The Biocentric Experience Revealed
Many environmentalists have argued that humanity has insisted on its difference, even its exceptional difference, with the physical world to our own detriment, and have proposed instead a new cosmology of biocentrism, a new way of understanding ourselves in the deepest and broadest of biological contexts. But they have often romanticized a biocentric self as one that safely returns to the harbor of our biological kinship with all life and thus rediscovers a more authentic sense of home in the world. Melville seems to insist, however, that Pip’s adventure on the wide ocean—a necessary step in a biocentric direction—only highlights humanity’s inevitable discomfort with nature’s otherness and its implication of our own destruction.

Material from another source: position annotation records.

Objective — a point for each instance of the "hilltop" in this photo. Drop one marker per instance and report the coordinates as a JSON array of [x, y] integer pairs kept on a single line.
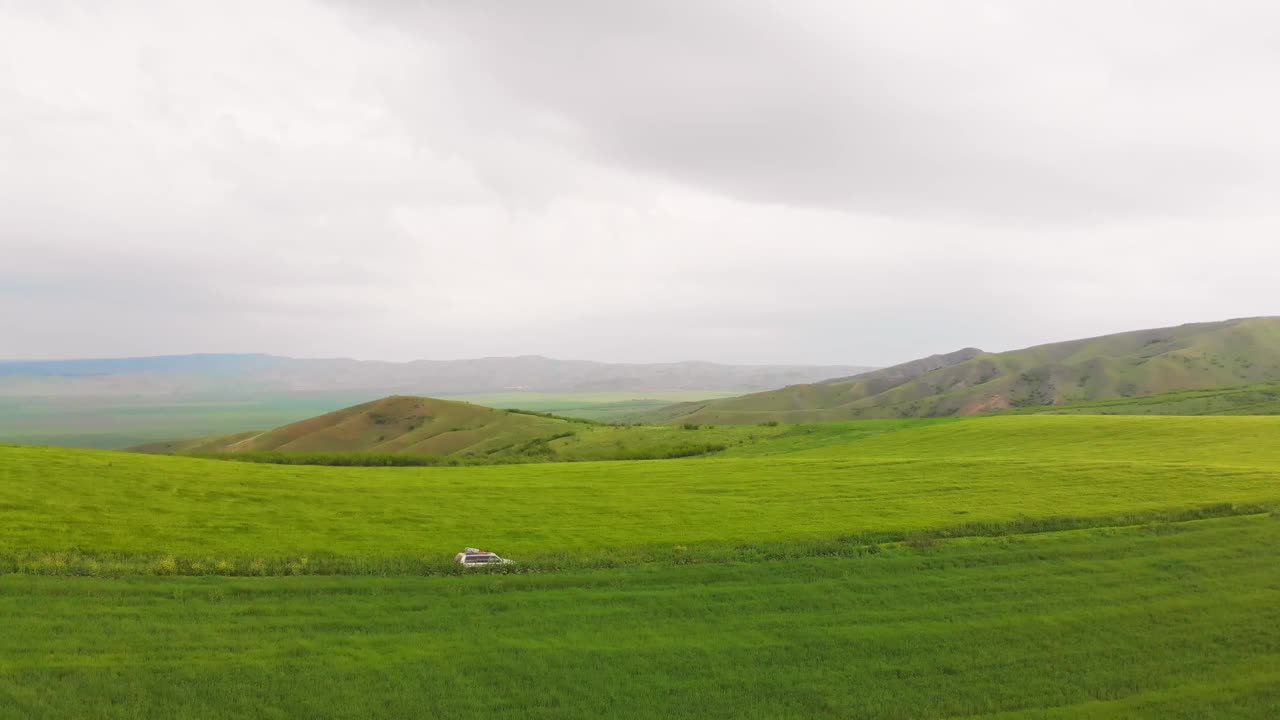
[[398, 424], [403, 429], [969, 382]]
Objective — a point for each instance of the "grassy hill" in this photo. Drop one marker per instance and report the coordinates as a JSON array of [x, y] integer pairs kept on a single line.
[[428, 428], [398, 424], [1257, 399], [984, 568], [1196, 356]]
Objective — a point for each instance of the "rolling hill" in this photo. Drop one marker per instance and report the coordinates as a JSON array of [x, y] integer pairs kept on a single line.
[[398, 424], [969, 382]]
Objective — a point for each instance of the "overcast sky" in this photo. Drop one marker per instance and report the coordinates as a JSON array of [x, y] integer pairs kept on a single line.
[[794, 181]]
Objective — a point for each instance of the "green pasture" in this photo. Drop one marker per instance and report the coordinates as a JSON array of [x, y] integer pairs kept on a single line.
[[1169, 621], [996, 568], [135, 509]]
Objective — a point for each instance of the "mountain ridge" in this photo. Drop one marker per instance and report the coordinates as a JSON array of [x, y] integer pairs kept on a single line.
[[176, 374], [969, 382]]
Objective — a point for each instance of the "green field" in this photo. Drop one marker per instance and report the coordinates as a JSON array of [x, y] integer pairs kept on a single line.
[[1125, 367], [602, 406], [1009, 566]]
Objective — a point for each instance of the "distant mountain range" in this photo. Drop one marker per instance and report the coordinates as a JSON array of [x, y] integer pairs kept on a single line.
[[245, 374], [969, 382]]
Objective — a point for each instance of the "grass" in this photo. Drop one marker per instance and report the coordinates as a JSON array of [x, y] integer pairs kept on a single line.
[[1127, 365], [600, 406], [1257, 399], [113, 423], [1152, 621], [996, 568], [917, 478], [123, 422]]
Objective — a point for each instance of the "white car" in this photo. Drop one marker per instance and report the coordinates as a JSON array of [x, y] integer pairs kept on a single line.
[[474, 557]]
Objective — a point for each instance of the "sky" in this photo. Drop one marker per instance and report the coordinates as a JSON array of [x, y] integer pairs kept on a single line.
[[746, 181]]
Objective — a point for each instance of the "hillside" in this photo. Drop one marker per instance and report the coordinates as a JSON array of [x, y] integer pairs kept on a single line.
[[969, 382], [936, 569], [428, 431], [400, 424]]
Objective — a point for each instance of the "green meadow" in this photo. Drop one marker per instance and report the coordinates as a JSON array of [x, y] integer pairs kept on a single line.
[[1010, 566]]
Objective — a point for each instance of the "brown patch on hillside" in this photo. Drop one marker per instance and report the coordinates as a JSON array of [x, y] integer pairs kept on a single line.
[[986, 405]]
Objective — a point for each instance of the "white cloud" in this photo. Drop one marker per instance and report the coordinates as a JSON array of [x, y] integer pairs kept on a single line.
[[816, 182]]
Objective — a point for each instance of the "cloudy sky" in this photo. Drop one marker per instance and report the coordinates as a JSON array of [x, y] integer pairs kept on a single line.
[[801, 181]]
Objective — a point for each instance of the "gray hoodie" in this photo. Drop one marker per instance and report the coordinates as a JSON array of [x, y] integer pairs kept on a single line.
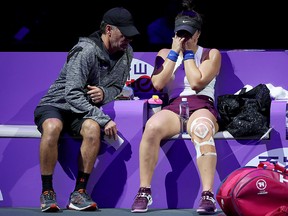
[[88, 64]]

Aldo Leopold’s land ethic is not the biocentric manifesto it is sometimes made out to be. He famously insisted that “we can only be ethical in relation to something we can see, feel, understand, love, or otherwise have faith in” (214). He implies that in order to find solutions to the problem of environmental degradation, we must increase our powers of perception so that the cosmos we think we live in—the one we see, feel, understand and love—more accurately reflects what science tells us empirically about the universe and thus more precisely delineates our role within it. Perception, of course, is an act of imagination as much as it is an opening to the world. And what if what we think we love proves more complex and unknown, less predictable, and more indifferent than we imagine? What if science depicts a world increasingly diverse, contingent, and strange to our human predilections and imaginings? What then becomes the basis for care or ethical response to such a place as this planet? Perhaps we destroy what we don’t understand. Perhaps we act out in repressed anger at a world that does not cooperate as we expect or demand. This is perhaps why we might need to give Leopold’s notion of faith more attention than it has received. We can see, feel, understand, and even love a great deal about the world, but when it finally reveals its immense and unspeakable complexity, its haunting and untraceable interconnections (as it must when we truly begin to imagine a biocentric universe), we must fall upon a very human invention: trust in the unseen. That is, we must if we mean to retain hope in the possibility of meaningful and even ethical action. This, anyway, seems to be what Melville implies when he figures the strange and sinuous movements of submarine life as “God’s foot on the treadle of the loom.” It is a way—mad though it seems—of insisting on a kind of majesty, order, and grandeur to life in the face of its utter strangeness. That is the dream of literature, since it aspires to give order and shape to all things, where nothing, no element of the tale no matter how odd or particular, remains extraneous.